As I mentioned last December, seeing the fattened flower buds of trees and shrubs this time of year really keeps me pert during the otherwise dreary winter months. Pieris japonica may very well be the showiest plant when it comes to winter bud display, as you can see from the specimen below, growing in Herald Square.
It seems appropriate that I post about Pieris on the heels of an astronomical post, since Pieris shares its common name with the constellation - and galaxy - Andromeda.
Andromeda was a princess from Greek mythology whose mother, Cassiopeia, was a bit too conceited - she claimed she was more beautiful than the Nereids, daughters of the sea god Nereus. I guess Nereus and Poseidon were tight, so as punishment to Cassiopeia, Poseidon had Andromeda chained to a rock and sacrificed her to Cetus the sea monster. Luckily, Perseus - drunk with his victory of killing Gorgon Medusa - was able to slay the sea monster and rescue Andromeda. They got hitched shortly after.
If this all sounds a bit familiar, perhaps it's because you remember that 'classic' 1981 flick, Clash of the Titans which, incidentally, has been re-made and should be coming to theaters soon.

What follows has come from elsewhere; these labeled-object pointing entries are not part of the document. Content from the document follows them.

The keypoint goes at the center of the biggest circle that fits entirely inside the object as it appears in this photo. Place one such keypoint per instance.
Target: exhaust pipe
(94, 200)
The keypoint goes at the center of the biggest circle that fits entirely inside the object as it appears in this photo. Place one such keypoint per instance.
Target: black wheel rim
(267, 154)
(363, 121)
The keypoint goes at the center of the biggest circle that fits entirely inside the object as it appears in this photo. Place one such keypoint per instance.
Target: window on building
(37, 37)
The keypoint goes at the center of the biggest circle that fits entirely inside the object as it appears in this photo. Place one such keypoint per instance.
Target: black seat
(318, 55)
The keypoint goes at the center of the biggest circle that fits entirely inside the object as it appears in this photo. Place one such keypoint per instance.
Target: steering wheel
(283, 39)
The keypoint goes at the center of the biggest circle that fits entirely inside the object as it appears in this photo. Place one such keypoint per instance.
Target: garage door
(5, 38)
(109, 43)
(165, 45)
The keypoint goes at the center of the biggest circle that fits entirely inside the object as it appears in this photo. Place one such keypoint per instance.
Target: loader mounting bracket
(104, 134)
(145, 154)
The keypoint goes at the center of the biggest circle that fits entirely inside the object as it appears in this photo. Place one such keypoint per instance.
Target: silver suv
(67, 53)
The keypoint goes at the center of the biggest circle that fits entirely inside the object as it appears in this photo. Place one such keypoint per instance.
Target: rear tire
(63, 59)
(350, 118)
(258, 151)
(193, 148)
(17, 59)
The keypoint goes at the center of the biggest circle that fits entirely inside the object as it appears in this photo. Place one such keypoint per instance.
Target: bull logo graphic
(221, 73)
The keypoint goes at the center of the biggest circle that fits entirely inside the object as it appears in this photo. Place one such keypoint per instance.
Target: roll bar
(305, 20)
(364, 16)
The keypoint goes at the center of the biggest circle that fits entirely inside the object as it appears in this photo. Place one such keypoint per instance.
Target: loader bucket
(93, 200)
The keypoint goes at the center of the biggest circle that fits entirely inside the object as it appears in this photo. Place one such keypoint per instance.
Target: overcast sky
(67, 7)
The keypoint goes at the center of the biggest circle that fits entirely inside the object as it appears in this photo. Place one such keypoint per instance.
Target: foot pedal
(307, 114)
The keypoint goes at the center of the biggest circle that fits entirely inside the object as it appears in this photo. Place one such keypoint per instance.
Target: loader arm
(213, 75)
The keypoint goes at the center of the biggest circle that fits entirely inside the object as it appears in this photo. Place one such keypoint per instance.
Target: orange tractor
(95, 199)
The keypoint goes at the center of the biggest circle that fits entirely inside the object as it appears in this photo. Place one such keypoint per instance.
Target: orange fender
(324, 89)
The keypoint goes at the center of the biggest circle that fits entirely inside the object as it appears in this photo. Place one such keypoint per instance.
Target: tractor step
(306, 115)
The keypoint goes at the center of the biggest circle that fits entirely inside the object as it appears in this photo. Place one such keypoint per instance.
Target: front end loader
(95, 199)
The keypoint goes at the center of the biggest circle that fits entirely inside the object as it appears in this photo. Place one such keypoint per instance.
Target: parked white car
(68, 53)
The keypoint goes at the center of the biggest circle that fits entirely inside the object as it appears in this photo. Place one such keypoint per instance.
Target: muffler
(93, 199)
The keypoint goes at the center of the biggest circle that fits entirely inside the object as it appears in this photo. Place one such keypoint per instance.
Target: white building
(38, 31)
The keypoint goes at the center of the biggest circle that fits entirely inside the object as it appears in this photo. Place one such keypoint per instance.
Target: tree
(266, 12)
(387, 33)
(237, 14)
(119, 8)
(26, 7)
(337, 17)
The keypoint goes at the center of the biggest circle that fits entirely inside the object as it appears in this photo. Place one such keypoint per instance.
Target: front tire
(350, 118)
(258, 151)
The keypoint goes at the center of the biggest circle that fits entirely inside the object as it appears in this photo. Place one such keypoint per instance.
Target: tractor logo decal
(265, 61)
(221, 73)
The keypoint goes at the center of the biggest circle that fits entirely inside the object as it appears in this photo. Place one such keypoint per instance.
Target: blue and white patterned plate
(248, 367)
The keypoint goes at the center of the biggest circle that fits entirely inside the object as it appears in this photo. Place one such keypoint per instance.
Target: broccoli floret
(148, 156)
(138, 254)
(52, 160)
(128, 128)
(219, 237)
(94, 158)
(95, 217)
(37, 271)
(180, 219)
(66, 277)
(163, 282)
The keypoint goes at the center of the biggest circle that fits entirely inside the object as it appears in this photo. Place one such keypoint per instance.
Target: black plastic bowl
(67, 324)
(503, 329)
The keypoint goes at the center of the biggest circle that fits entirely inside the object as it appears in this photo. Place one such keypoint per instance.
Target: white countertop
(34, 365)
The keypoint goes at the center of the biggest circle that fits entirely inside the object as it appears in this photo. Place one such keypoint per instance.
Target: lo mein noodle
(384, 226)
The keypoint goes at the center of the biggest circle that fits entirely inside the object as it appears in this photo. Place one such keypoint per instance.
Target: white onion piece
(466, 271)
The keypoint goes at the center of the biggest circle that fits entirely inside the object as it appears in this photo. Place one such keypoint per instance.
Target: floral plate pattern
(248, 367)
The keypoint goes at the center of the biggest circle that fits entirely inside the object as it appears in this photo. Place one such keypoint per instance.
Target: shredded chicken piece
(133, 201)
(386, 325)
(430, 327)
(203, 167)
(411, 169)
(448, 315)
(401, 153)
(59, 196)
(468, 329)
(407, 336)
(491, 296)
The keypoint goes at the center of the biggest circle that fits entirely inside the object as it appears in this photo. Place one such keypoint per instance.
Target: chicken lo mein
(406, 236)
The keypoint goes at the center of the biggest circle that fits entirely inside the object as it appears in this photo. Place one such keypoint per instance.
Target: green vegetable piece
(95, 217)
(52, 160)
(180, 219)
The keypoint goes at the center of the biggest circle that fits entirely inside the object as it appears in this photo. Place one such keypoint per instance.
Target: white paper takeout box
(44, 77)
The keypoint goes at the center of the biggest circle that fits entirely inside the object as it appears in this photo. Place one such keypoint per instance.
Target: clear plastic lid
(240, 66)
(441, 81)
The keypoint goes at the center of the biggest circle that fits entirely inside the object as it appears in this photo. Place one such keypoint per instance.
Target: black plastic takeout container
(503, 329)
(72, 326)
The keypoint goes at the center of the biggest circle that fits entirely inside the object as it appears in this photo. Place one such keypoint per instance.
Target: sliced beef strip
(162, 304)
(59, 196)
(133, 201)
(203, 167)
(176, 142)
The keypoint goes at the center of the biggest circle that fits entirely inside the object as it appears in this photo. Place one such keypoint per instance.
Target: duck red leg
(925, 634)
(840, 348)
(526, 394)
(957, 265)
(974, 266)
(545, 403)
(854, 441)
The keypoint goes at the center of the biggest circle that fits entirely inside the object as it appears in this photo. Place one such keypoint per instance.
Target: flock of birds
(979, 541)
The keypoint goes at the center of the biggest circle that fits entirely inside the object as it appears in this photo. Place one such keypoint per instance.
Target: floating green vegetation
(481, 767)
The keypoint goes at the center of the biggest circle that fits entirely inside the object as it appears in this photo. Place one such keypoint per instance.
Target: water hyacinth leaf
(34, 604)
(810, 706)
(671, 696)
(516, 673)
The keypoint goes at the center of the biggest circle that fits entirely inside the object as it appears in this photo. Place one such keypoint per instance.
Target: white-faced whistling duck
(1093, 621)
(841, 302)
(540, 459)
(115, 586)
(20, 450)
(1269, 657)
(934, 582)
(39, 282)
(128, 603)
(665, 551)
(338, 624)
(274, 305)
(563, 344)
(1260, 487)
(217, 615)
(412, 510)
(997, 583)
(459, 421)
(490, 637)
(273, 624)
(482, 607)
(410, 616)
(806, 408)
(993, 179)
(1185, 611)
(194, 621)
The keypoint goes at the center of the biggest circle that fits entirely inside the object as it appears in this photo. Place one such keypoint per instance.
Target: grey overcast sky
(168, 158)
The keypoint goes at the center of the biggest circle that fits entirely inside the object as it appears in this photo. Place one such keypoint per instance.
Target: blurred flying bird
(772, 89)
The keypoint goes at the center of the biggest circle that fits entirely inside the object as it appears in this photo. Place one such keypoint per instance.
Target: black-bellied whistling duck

Anyway, back to the plant. While Pieris japonica is still referred to commonly as Japanese Andromeda, use of this name is discouraged, since there is another plant, bog rosemary, whose scientific name is Andromeda polifolia. Yet another example of how important it is to know the botanical names.
Pieris is in the Ericaceae, or heath, family and is related to mountain laurel, rhododendron, azaleas and blueberries. But Pieris is unique from some species those genera because it's not native to the US and, more pragmatically, it is toxic to animals. As a result, deer tend to stay away from it.
As you can see from the images, the plant comes in white and red (as well as pink) flowering varieties.